Data on the incidence of hearing loss in preterm infants are conflicting (Table 11-4). A number of studies of children born preterm with birth weights of less than 1,000 grams reported a 9 to 14 percent incidence of hearing impairment, whereas nine other studies reported an incidence similar to that in controls who had been born full term (1 to 2 percent) (AHRQ, 2002). A Swedish study of 18- to 19-year-olds born between 1973 and 1975 with birth weights of less than 1,500 grams found impaired hearing in 7 percent (Ericson and Kallen, 1998). An Australian study of 14-year-olds who had been born with birth weights of less than 1,000 grams reported that 5 percent required hearing aides (Doyle et al., 2001). In the majority of studies of children born in the 1990s, severe hearing impairment occurred in 2 to 4 percent of children who had been born at less than 25 weeks gestation and 1.5 to 3 percent of children who had weighed less than 1,000 grams at birth (Doyle and Anderson, 2005; Hansen and Greisen, 2004; Hintz et al., 2005; Vohr et al., 2005). A British study of 6-year-old children born in 1995 at gestational ages of less than 26 weeks reported that 3 percent had profound sensorineural hearing impairment that could not be corrected with hearing aides, 3 percent had sensorineural hearing impairment that could be corrected with hearing aides, and 4 percent had mild hearing impairment (Marlow et al., 2005). Among the comparison group of children who had been born full term, 1 percent had hearing impairment that could be corrected with hearing aides and 1 percent had mild hearing impairment.

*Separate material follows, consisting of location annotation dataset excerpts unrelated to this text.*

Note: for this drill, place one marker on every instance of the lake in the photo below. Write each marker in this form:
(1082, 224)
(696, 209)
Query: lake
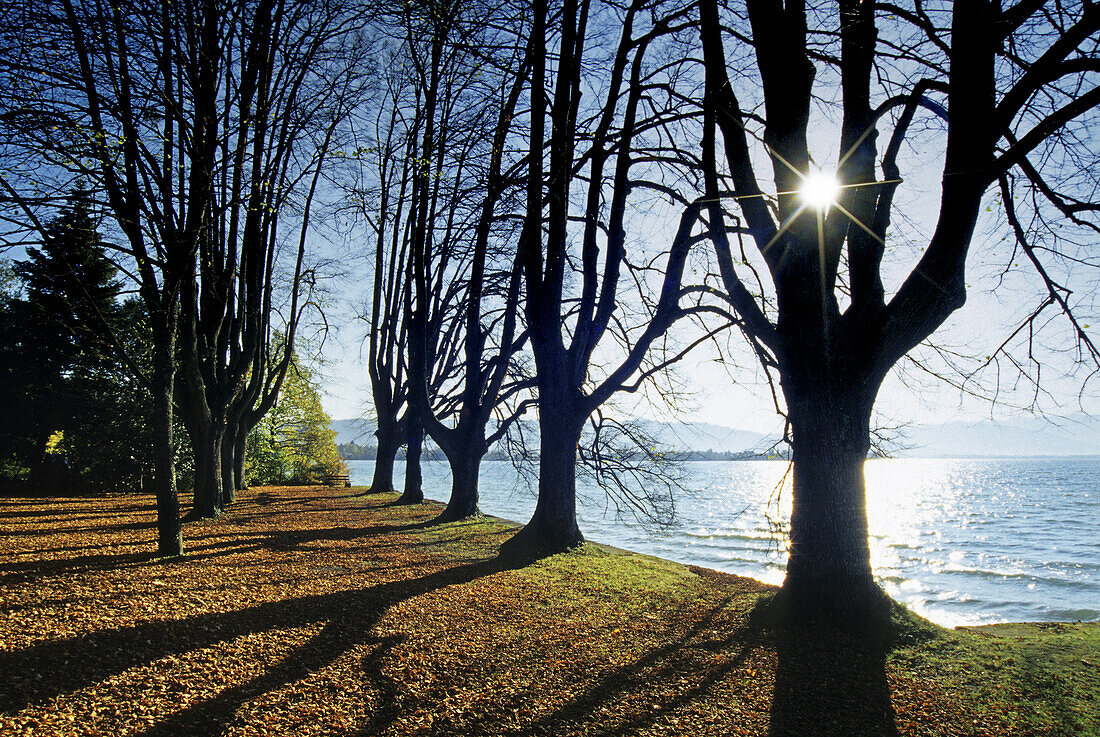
(958, 541)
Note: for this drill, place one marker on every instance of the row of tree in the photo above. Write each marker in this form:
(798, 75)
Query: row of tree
(79, 420)
(562, 198)
(201, 131)
(569, 196)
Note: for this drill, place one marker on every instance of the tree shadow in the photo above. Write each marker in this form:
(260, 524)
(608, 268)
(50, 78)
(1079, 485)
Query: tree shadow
(831, 680)
(46, 670)
(685, 655)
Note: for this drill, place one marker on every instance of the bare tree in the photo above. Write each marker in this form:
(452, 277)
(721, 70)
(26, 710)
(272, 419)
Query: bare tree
(287, 75)
(448, 256)
(606, 139)
(1008, 84)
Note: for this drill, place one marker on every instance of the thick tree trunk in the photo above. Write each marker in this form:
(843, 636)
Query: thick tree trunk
(228, 462)
(240, 450)
(414, 477)
(465, 464)
(169, 537)
(828, 572)
(553, 528)
(383, 481)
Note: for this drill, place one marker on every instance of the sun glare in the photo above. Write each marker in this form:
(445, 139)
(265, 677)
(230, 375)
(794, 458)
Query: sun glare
(818, 190)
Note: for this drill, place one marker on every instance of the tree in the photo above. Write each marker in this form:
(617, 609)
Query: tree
(285, 77)
(463, 307)
(607, 138)
(1010, 87)
(59, 371)
(294, 442)
(197, 125)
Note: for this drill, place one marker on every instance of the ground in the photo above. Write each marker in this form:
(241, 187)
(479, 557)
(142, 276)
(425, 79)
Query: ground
(316, 611)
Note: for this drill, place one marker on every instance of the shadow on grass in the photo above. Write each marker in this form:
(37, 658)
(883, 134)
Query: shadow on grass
(47, 670)
(831, 678)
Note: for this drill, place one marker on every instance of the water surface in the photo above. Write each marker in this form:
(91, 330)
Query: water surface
(959, 541)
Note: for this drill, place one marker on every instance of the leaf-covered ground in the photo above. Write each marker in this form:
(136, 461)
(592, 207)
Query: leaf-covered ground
(318, 612)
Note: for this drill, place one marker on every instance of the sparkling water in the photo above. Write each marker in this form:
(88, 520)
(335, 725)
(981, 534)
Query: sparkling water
(959, 541)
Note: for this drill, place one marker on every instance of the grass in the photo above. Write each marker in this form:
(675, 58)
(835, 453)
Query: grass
(312, 611)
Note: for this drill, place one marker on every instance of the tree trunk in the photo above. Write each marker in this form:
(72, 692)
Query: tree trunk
(552, 528)
(828, 572)
(240, 450)
(169, 537)
(206, 442)
(383, 482)
(465, 465)
(228, 463)
(414, 479)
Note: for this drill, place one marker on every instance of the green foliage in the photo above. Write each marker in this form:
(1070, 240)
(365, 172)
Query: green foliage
(294, 443)
(59, 319)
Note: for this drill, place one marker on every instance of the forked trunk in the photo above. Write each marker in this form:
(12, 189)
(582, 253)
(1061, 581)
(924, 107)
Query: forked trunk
(828, 572)
(383, 481)
(414, 479)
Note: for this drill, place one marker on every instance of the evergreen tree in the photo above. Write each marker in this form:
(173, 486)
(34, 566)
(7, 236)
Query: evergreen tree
(295, 441)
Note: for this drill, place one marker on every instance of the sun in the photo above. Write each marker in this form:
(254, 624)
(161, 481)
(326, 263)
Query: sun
(818, 190)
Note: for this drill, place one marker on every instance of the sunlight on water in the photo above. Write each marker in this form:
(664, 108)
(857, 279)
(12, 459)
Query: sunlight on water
(958, 541)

Some data suggest that preterm infants have difficulty with auditory processing and auditory discrimination, which involve multiple neural pathways to the cortex of the brain. A study of preterm infants born between 24 and 32 weeks of gestation who had normal cranial ultrasounds assessed event-related potentials, which are neurophysiological recordings that evaluate learning and memory (Therien et al., 2004). Preterm infants had patterns of speech sound discrimination significantly different from those for the full-term infants. The preterm infants were unable to discriminate between their mother and a stranger. They demonstrated deficits in discriminating simple speech sounds and auditory recognition memory. Because speech discrimination is necessary for speech recognition, these types of deficits can compromise the acquisition of language skills.
There is universal agreement regarding the importance hearing for speech and language skills, and of the need to identify hearing impairment as early as possible. For this reason, most states in the United States are implementing plans to screen the hearing of all newborns (White, 2003). Because of their risk of hearing impairment and language processing problems, the hearing of all preterm infants should be screened before they are discharged from the hospital and later at the first sign of language delay or recurrent ear infections. Many infants with hearing impairment respond favorably to hearing aides, and a number of strategies can be used to teach language even when amplification is ineffective (Gabbard and Schryer, 2003; Gravel and O'Gara, 2003; Yoshinaga-Itano, 2003). Recent evidence also suggests that cochlear implants are the most successful when they are implanted early in infancy (Niparko and Blankenhorn, 2003).